Russia to retrain Ukraine veterans as teachers of new defence course in schools

By Andrew Osborn

(Reuters) – Russia has set up a centre to prepare veterans of the war in Ukraine to teach schoolchildren a new security and defence course, the education minister said on Wednesday, the latest sign of rising military influence in Russian society.

Moscow has been overhauling its school curriculum since launching what it calls its “special military operation” in Ukraine early last year. New textbooks provide a revised interpretation of the fall of the Soviet Union, the Putin era and the causes of the Ukraine war.

It is also updating an existing course to include basic military training for children aged 16 and over and a module on Russia’s armed forces and how to serve in them.

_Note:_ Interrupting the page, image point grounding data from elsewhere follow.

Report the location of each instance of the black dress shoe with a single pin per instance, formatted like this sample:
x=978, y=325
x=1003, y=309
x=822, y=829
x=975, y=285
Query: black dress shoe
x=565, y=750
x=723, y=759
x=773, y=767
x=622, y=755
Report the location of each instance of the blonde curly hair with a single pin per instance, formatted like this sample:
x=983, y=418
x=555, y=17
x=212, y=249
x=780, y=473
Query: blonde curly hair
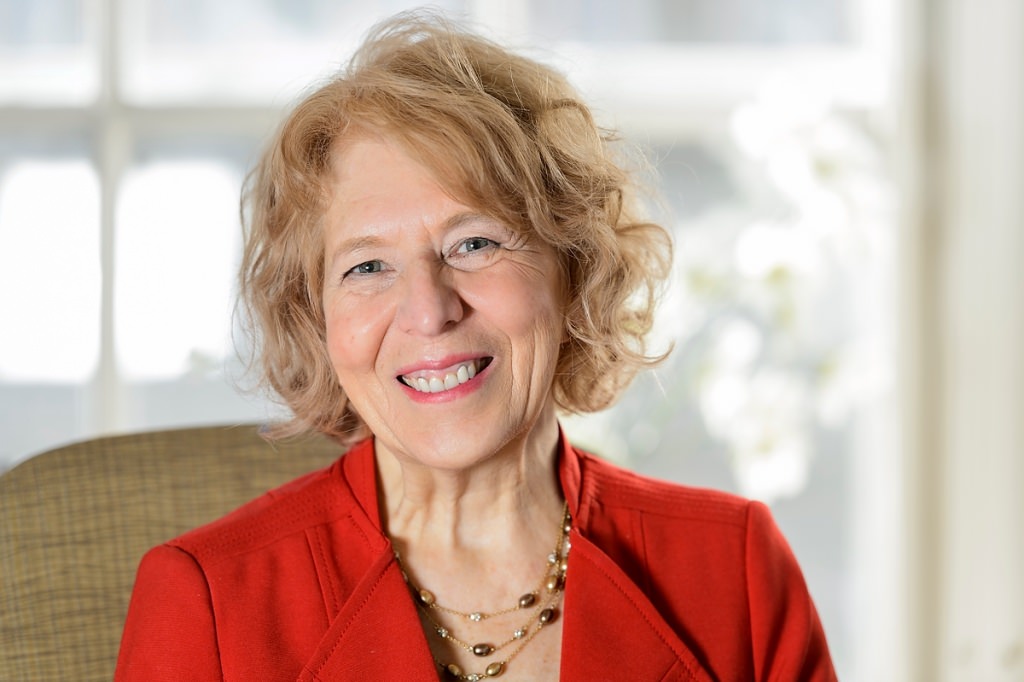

The new course, which according to the education ministry includes studying how to handle a Kalashnikov assault rifle and various hand grenades as well as self-defence, is called “Fundamentals of Security and Defence of the Motherland”.

Education minister Sergei Kravtsov was quoted by the state news agency TASS on Wednesday as saying:

“… A centre has been created this year … to retrain teacher-veterans of the special military operation, and those who have taken part in combat, to implement the rollout of a new course that prioritises practical training.”

The full version of the course will be taught in schools from Sept. 1 next year.

Some elements, such as basic military training, a staple of schools during much of the Soviet era, have been rolled out this month as part of the existing course for pupils in grades 10 and 11, Russian media say.

Pupils on the same course will also learn about combat drones – increasingly important on the battlefield, according to the defence ministry, which has advised the education ministry.

President Vladimir Putin said in July he wanted veterans to be actively involved in public life.

Official figures show that at least 133,000 people have been officially designated veterans of the Ukraine conflict, which affords them and their families a raft of financial and other benefits.